DeepMind Technologies, un’azienda che si occupa di intelligenza artificiale acquistata da Google poco più di un anno fa, sta sviluppando una macchina in grado di usare con 49 classici videogiochi della console Atari 2600. Questo sistema, chiamato Deep Q-network (DQN), ha raggiunto una grande abilità nel giocare, tanto da superare le capacità degli esseri umani. Fin qui nulla di strano dato che ormai i computer sono in grado di battere gli umani anche in giochi complessi ma il fatto importante è che quest’intelligenza artificiale ha imparato a giocare da sola.

Demis Hassabis, uno dei fondatori di DeepMind, è un nome conosciuto nel campo dei videogiochi. Nello sviluppo di questa nuova intelligenza artificiale, ha deciso di farla giocare con 49 classici arcade Atari come BreakOut. Normalmente, i sistemi usati per giocare vengono programmati con le regole e le strategie necessarie, DQN invece ha cominciato senza avere alcuna conoscenza dei giochi Atari.

DQN è stato creato ispirandosi ai meccanismi di apprendimento naturali. Nel caso dei videogiochi, si è trovato nella stessa situazione di un giocatore umano che si trova per la prima volta di fronte ad un nuovo arcade senza aiuto e cerca di capire da sé come funzioni.

La Q nel nome del sistema di intelligenza artificiale sviluppando da DeepMind significa Q-learning. Si tratta di un algoritmo per rinforzo, una tecnica di apprendimento basata sui premi che vengono dati per un comportamento corretto. Nel caso dei videogiochi, si tratta delle giuste strategie, che portano a ottenere punti.

I videogiochi della console Atari 2600 erano grandi classici negli anni ’80. Sono molto semplici per gli standard odierni ma diventare esperti è ancora difficile anche per gli esseri umani. Le strategie per ottenere molti punti a Space Invaders o a BreakOut sono piuttosto complesse e un giocatore ci mette del tempo per scoprirle se nessuno gliele insegna.
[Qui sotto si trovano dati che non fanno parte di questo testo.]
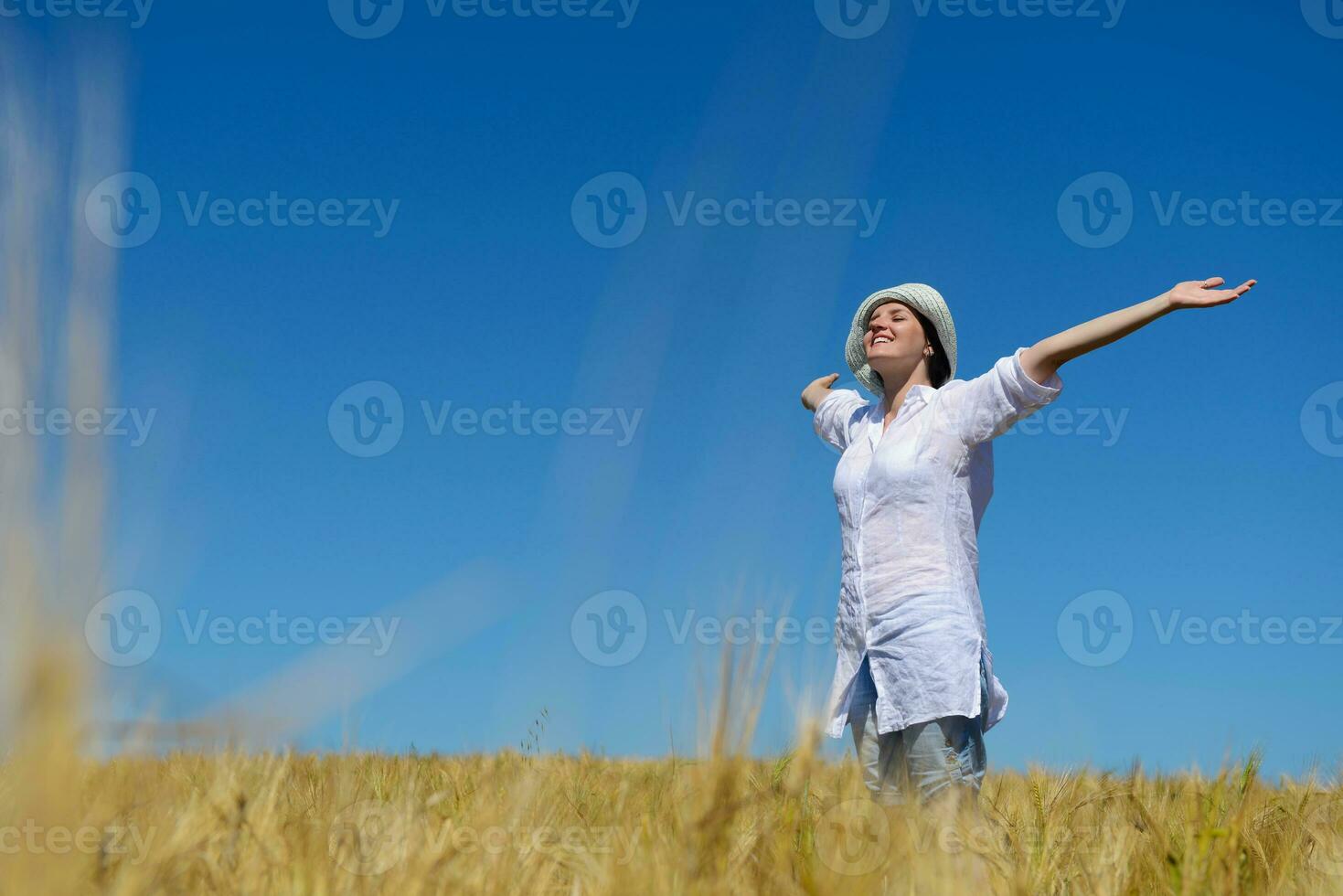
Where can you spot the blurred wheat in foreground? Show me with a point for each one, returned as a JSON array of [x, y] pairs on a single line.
[[238, 822], [517, 824]]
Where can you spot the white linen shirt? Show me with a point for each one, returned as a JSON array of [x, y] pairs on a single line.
[[910, 508]]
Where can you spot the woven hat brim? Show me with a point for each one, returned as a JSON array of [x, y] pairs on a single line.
[[922, 297]]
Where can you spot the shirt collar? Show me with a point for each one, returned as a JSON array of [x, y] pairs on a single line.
[[916, 397]]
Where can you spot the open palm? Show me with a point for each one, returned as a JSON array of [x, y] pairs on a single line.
[[1203, 293]]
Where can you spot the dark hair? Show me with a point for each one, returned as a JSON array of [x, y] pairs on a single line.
[[939, 366]]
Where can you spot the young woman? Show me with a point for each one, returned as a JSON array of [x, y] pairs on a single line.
[[915, 677]]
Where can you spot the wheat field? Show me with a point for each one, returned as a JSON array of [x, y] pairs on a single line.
[[527, 822], [234, 821]]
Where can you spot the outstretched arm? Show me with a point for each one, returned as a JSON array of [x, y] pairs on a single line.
[[1042, 359]]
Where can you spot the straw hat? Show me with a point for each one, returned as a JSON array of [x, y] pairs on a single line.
[[918, 295]]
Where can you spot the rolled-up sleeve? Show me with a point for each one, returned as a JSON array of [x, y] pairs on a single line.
[[836, 415], [987, 406]]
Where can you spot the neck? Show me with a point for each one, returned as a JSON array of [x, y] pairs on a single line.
[[896, 387]]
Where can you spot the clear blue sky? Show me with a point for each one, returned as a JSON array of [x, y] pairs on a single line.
[[1209, 500]]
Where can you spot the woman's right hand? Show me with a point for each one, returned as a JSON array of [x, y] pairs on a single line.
[[816, 391]]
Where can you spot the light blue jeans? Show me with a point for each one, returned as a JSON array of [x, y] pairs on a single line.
[[928, 759]]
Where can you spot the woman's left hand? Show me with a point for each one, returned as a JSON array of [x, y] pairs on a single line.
[[1203, 293]]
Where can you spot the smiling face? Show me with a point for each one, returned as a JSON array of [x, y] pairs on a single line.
[[895, 338]]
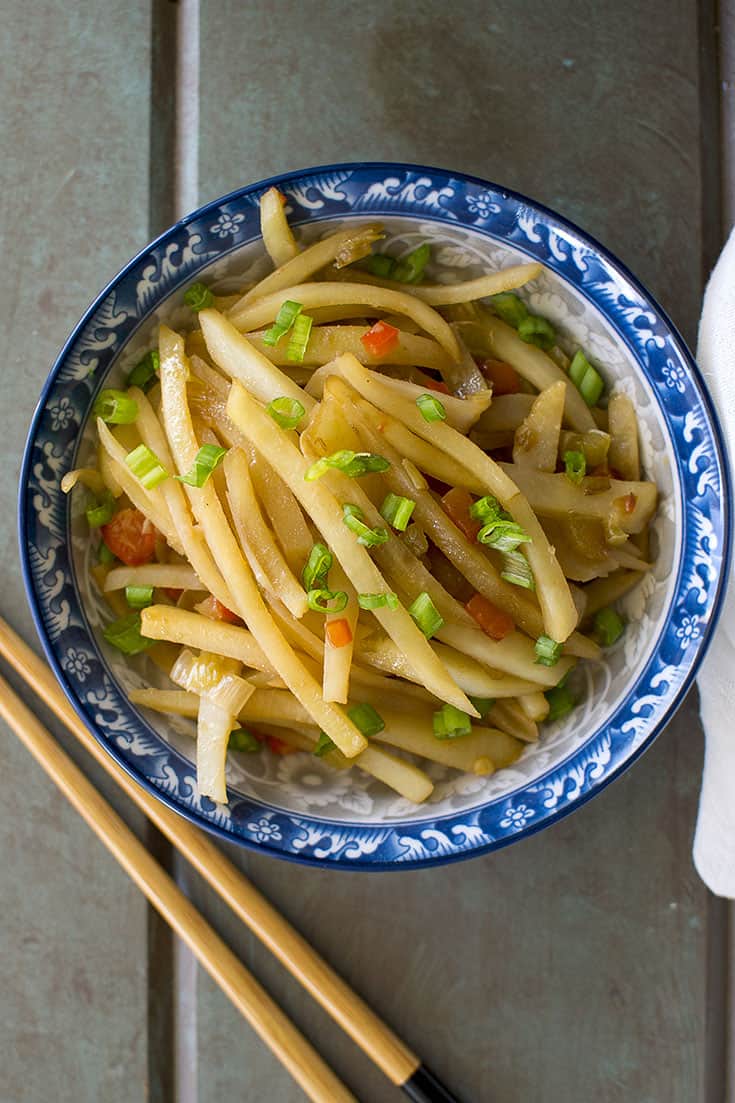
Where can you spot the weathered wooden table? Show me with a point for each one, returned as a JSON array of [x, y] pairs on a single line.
[[585, 963]]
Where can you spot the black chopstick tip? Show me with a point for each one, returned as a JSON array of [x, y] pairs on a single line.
[[423, 1087]]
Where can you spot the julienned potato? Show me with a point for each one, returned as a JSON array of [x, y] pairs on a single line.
[[361, 512]]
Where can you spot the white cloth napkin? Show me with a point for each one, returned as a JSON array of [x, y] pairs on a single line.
[[714, 841]]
DQN ha dovuto imparare a giocare da solo e pian piano, tentativo dopo tentativo, ci è riuscito. Le sue strategie di gioco sono migliorate lentamente ma sono diventate sempre più sofisticate. Ad esempio, nel caso di BreakOut, DQN ha scoperto da solo la strategia conosciuta dai giocatori esperti di scavare un buco sul lato del muro per mandare la pallina sul suo lato posteriore.

I risultati di quest’addestramento di DQN è stato pubblicato sulla rivista “Nature” nei giorni scorsi. L’idea di Google è di applicare questo tipo di apprendimento ad altri lavori che abbiano un uso pratico. L’interesse può essere in varie tecnologie sviluppate dall’azienda direttamente o tramite sussidiarie, anche tra quelle acquistate negli ultimi anni. Robot e automobili che si guidano da sole sono tra i candidati all’uso di queste tecniche di apprendimento.